Thursday, January 11, 2018 by JD Heyes
Supporters of President Donald J. Trump and his “make America great again” agenda chafe daily at the realization that their candidate and officials with his campaign are under special investigation by a Deep State operative named Robert Mueller.
That’s because they know it’s not Team Trump who ought to be under a legal microscope and in jeopardy of losing their freedom, it’s Hillary Clinton and her campaign.
And the thing is, legal experts agree with them.
The main piece of evidence indicating that this is a Hillary problem and not a Trump problem is the notorious “Trump dossier.”
In July 2017, Politico surveyed legal experts to get their opinion on what “collusion” is and whether or not it’s actually against the law. The article was published as special counsel Mueller was ramping up his probe into whether or not the Trump campaign “colluded” with Russia to “steal the election” from Hillary.

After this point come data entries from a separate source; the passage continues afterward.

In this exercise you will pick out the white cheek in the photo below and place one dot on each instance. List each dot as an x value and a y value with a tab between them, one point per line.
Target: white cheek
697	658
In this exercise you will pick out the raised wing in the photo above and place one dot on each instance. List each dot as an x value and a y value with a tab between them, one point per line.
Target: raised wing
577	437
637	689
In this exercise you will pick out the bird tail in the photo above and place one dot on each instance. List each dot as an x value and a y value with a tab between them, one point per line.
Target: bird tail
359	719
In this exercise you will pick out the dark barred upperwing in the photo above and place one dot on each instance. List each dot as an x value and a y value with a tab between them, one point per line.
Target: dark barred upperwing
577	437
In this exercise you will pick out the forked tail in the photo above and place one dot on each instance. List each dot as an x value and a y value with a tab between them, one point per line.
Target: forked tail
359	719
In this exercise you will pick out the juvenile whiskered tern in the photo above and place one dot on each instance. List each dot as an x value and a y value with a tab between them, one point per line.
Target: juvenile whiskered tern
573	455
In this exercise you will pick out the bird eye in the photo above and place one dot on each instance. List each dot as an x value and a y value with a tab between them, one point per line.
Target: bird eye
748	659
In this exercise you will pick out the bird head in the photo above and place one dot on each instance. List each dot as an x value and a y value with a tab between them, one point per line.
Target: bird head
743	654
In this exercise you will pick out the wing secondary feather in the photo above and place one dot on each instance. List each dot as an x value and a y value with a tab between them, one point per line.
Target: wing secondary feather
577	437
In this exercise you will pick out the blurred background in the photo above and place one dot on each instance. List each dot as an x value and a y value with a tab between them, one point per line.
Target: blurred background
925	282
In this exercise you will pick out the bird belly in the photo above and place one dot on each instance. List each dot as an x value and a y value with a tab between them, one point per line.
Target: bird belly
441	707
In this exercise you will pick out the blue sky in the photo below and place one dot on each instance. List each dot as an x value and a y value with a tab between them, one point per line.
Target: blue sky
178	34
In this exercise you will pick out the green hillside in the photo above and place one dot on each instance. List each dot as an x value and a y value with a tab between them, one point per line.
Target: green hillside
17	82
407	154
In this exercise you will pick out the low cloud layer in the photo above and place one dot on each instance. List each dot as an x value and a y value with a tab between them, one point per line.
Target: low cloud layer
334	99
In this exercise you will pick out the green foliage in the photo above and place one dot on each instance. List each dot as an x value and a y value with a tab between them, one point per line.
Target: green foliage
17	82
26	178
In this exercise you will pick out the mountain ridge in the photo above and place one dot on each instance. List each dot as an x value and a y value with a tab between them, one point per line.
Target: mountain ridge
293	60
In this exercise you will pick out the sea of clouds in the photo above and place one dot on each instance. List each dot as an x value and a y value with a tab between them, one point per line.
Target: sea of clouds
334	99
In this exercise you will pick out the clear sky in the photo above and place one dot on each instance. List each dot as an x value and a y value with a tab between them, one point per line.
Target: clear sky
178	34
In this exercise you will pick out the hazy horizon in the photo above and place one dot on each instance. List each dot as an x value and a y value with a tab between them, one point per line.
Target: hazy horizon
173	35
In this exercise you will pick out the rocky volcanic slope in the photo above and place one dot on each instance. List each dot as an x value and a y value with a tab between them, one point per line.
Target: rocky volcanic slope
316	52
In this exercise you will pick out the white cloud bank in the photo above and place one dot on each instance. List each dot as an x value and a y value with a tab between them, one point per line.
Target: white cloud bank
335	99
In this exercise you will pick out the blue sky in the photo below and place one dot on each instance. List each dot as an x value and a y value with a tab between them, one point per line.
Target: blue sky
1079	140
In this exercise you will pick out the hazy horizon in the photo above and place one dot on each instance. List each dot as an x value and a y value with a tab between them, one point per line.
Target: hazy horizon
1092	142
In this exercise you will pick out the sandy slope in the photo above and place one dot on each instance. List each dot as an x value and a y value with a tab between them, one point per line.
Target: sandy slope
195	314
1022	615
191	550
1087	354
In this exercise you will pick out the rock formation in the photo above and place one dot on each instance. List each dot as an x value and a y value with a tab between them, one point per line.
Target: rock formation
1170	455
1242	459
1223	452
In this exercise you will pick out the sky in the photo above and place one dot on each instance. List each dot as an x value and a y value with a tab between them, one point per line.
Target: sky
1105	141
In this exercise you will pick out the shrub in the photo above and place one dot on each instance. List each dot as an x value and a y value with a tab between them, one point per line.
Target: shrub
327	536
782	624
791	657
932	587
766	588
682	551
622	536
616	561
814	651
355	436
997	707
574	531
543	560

Here’s some of what the experts had to say:
— Paul Rosenzweig, a former deputy assistant secretary for policy at the Department of Homeland Security and founder of Red Branch Consulting: He says, first of all, the term “collusion” is a misnomer primarily because it “is not a federal crime” with the exception of anti-trust law. He added: “But that doesn’t mean that the alleged cooperation between the Trump campaign and Russia is of no criminal interest. To the contrary, if true, it may have violated any number of criminal prohibitions.”
Further, he states: “For example, if Donald Trump Jr. sought ‘dirt’ on Hillary Clinton from the Russians, he might be charged with conspiring to violate the election laws of the United States, which prohibit foreign nationals from contributing any ‘thing of value’ to an electoral campaign. The opposition dirt is at least plausibly a thing of value.”
Question: Doesn’t this fit the exact description of the infamous “Trump dossier” the Clinton campaign bought and paid for? This “thing of value” was “dirt” the Clinton campaign got from Russian government sources, according to former British spy Christopher Steele, who compiled it. For that matter, Steele is a foreign national as well. (Related: Key McCAIN surrogate who handled bogus TRUMP dossier talking to House INTEL panel.)
— Asha Rangappa, an associate dean at Yale Law School and a former special agent in the Counterintelligence Division of the FBI: Rangappa also agrees the term collusion is inappropriate.
She notes: “On the criminal side, the word that would best describe an agreement between the Trump campaign and Russia to commit any number of crimes (say, election fraud) would be ‘conspiracy’—something that the recent release of Donald Trump Jr.’s email chain might support.”
Question: If the Clinton campaign and the candidate herself didn’t ‘conspire’ with Russians to commit election fraud, what is what they did called? There was a conspiracy to dig up opposition research using foreign nationals including Russians in a bid to help Hillary get elected. That’s as plain as day.
She also said that “we have some clues that Russia may have been successful, such as Paul Manafort and Michael Flynn officially registering as foreign agents under the Foreign Agent Registration Act, or reports of a FISA order against Carter Page, which could only be obtained by showing a court that he was ‘knowingly engaged in foreign intelligence activities’ on behalf of a foreign power.”
Questions: Was the [bogus] Trump dossier used by the FBI to obtain the FISA court warrant? Was it used as justification for the FISA court warrant without first being substantiated? In other words, did the FBI agent or Justice Department official(s) who obtained the warrant use the dossier (which was produced by, and obtained from, foreign nationals) as proof that members of Trump’s campaign ‘knowingly engaged in foreign intelligence activities’ on behalf of a foreign power?
Republicans don’t think so, and they claim to have evidence proving as much.
This is a developing story; there is much more to come.